The hospitality and wellness industry is at a pivotal point, and to continue thriving we need to be very intentional about where we evolve and where we simplify. From my perspective, the industry needs:
More of:
- People development and leadership investment. Our industry relies on frontline teams and the leaders who support them. We need stronger pipelines, structured development programmes, and leaders who understand the importance of coaching and empowering others.
- Authentic, personalised experiences. Guests no longer want a generic service, they want something that feels personal, considered, and purposeful. At Champneys, we’ve seen how tailoring experiences drives loyalty, satisfaction, and commercial results. The industry needs to lean further into genuine hospitality rather than scripted service.
- Sustainability linked to commercial reality. Sustainability shouldn’t be a bolt-on, it needs to be embedded into operations in a way that reduces cost, energy use, and waste. The most successful operators will be those who make sustainability both practical and commercially intelligent.
Less of:
- Over-complication of systems and processes. Many operators have created layers of admin that slow teams down rather than support them. We need smarter, simpler processes that free people to focus on service delivery and guest engagement.
- Short-term thinking. Chasing quick wins often comes at the expense of long-term culture, service standards, and brand equity. Sustainable success comes from consistent strategy, strong leadership, and disciplined operational performance.
- Reactive management. The industry still spends too much time firefighting. The businesses that thrive are those with strong planning, good forecasting, and leadership teams who can anticipate rather than simply respond.

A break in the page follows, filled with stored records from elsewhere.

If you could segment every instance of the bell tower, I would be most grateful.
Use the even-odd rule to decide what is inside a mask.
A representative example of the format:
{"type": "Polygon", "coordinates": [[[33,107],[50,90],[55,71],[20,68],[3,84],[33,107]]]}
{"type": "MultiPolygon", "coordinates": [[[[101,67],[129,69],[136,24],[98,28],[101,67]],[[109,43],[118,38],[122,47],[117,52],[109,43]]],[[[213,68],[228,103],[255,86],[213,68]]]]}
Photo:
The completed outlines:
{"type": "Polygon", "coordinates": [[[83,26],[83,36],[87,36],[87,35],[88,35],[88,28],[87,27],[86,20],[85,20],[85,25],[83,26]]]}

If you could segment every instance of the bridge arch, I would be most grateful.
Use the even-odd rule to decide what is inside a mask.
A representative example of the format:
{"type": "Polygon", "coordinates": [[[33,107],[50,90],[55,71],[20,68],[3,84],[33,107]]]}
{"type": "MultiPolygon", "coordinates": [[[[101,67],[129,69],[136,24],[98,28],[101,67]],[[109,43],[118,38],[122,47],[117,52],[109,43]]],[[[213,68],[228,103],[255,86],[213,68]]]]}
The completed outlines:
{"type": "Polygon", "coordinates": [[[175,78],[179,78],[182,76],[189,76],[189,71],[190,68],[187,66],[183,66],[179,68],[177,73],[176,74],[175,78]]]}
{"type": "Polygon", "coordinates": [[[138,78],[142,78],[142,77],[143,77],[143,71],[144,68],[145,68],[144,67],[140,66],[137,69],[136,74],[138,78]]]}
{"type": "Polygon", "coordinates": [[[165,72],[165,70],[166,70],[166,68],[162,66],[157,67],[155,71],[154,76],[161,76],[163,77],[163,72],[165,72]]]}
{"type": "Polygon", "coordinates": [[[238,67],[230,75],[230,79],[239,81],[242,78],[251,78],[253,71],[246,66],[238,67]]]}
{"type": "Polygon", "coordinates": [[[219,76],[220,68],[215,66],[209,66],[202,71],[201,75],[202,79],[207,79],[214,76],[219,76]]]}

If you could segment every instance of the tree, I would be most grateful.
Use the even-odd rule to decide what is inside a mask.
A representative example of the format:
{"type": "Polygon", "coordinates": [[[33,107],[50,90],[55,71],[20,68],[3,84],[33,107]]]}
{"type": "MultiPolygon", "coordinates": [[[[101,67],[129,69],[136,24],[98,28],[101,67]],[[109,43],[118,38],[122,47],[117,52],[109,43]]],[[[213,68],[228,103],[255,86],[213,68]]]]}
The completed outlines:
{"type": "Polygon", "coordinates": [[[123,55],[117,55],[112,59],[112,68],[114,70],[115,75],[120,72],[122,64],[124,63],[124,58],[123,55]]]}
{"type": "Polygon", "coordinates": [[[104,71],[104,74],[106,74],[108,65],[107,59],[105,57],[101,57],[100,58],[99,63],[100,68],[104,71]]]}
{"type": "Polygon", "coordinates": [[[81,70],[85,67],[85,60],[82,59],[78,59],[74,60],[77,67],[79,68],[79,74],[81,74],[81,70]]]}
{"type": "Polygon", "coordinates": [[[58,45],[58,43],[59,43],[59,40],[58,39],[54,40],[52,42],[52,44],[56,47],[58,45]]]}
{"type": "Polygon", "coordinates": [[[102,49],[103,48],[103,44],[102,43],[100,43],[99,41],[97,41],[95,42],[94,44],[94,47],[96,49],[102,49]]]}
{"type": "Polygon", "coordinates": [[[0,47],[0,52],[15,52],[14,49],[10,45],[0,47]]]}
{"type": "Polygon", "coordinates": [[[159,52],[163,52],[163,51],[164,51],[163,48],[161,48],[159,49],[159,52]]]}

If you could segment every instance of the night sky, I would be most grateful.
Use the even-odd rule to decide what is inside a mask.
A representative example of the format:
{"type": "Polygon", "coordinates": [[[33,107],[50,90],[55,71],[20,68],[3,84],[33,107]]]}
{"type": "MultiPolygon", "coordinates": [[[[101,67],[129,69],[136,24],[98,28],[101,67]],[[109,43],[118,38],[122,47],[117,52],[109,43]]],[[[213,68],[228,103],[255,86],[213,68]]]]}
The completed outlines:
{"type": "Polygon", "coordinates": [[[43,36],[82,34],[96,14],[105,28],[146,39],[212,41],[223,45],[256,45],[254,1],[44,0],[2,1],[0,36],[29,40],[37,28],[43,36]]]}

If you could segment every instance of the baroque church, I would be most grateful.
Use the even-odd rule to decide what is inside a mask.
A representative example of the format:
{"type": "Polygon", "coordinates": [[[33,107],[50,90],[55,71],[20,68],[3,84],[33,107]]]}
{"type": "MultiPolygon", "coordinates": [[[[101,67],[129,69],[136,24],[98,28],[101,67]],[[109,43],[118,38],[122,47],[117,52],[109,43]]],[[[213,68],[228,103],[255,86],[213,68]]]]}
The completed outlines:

- Staff burnout. High turnover is not a cost of doing business it’s a symptom of deeper issues. We need healthier working environments, clearer expectations, and leadership that actively supports wellbeing.
What do you hope your legacy will be for your organisation and the industry?
Within Champneys, I hope my legacy is one of strong, modernised operations, empowered leaders, and a culture that values wellbeing, accountability, and excellence. I want people I’ve worked with to say that I helped them grow both professionally and personally. In the wider industry, I hope to demonstrate that commercial performance and people-centric leadership are not opposing forces, but complementary drivers of sustainable success.
If I can contribute to raising standards in wellness hospitality while supporting the next generation of leaders through mentorship, something I actively pursue, that would be a legacy I’m proud of.